When I went to get my X-Rays and told the girls checking me in what had happened, how long I had held out before going into the doctors for my pain, I ended up with three techs clucking over me because just the twisting and odd movements I had to do for skull and rib X-Rays left me breathless, sweating buckets, and with ice cold hands, arms, feet, and legs. I get so embarrassed when my autonomic issues take hold, and I know I can’t stop it unless I sit or lie down for an extended period of time. I try to push through it, knowing that I never have the time to lie down like that. Soon enough I was back in the car, and my doctor called me with the results from the lab before I even made it home. She is awesome, did I mention that?

I have had zero energy, either cognitively or physically, lately, but am in a much, much better mood. What I have learned is that though my mood plays a role in the aggressiveness of my pain, or my perception of my pain, one of the two, mood doesn’t seem to have much effect on measured pain levels for me compared to the severe level of agony I experience during a flare. Being in a good mood despite severe pain is somewhat of an oxymoron. But it is possible, just not with the expectation that we will be happy 100% of the time.
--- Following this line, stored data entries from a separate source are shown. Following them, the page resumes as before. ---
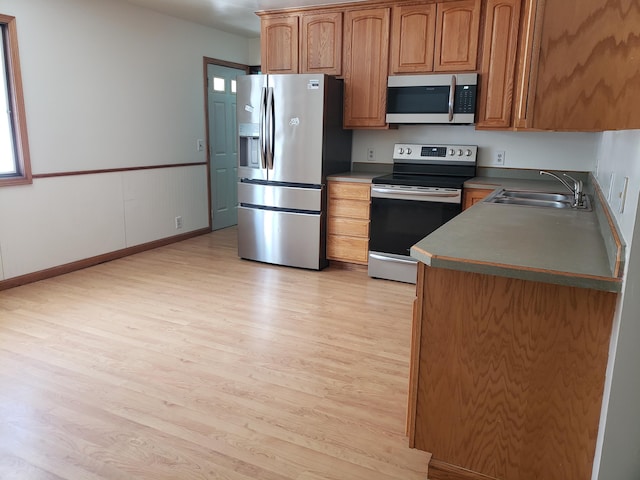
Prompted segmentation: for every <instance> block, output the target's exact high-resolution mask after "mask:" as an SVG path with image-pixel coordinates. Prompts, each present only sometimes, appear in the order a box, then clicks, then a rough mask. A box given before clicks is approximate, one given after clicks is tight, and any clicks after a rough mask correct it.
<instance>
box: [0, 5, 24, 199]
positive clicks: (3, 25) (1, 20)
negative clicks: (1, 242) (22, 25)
mask: <svg viewBox="0 0 640 480" xmlns="http://www.w3.org/2000/svg"><path fill="white" fill-rule="evenodd" d="M0 24H1V25H2V26H3V28H2V29H0V33H1V34H2V35H3V37H4V38H3V40H4V42H3V44H4V46H5V62H6V70H7V78H6V81H7V89H8V101H9V105H10V108H11V126H12V134H13V138H14V146H15V158H14V161H15V162H16V170H17V173H15V174H11V175H0V187H3V186H9V185H24V184H30V183H32V176H31V157H30V155H29V142H28V137H27V120H26V111H25V108H24V95H23V89H22V73H21V71H20V56H19V51H18V29H17V27H16V18H15V17H12V16H10V15H3V14H1V13H0Z"/></svg>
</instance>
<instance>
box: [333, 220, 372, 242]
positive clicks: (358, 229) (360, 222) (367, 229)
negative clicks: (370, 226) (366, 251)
mask: <svg viewBox="0 0 640 480" xmlns="http://www.w3.org/2000/svg"><path fill="white" fill-rule="evenodd" d="M327 231H328V233H329V234H337V235H349V236H352V237H363V238H369V221H368V220H354V219H351V218H341V217H329V220H328V222H327Z"/></svg>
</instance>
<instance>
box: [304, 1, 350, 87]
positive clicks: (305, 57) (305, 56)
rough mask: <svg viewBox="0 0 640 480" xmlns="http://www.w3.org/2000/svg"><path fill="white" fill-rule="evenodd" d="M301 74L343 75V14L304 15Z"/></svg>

Having a hematoma this large is a new experience for me, especially in a place you can’t avoid moving and twisting just to roll over in bed! Oh man, does that hurt! And it rolls around my ribs so that the pain can be in my back on just one side, or on both sides, or seeming to emanate from my spine itself.

can't sleep

 

I’m going to buy some cell salts from Hylands, one of the 12 preparations (Calacarea Phosphorica 6X, #2 Hylands 500 Tabs) is supposed to hopefully double my healing time. I have been taking Boiron Arnica 30C Pellets (3 tube pack)
internally, but it does not seem to be working its usual magic on this big ugly bone bruise.

Still wish I knew what I hit when I fell. Then again, I still have my eyes and my teeth, so I will settle for that being a victory considering such an epic fall in the pitch dark!

The lesson in my story is pretty simple, and something I feel most people have a better grasp of than I do: I am still supposed to go to the ER for trauma, even if it doesn’t directly seem to hurt. Even if it’s all too easy to blame fibro or CFS or spine damage and suffer in silence (well, not silence… but as far as my primary care knew), rather than go to a doctor. Especially with head trauma, what you see is not what you get!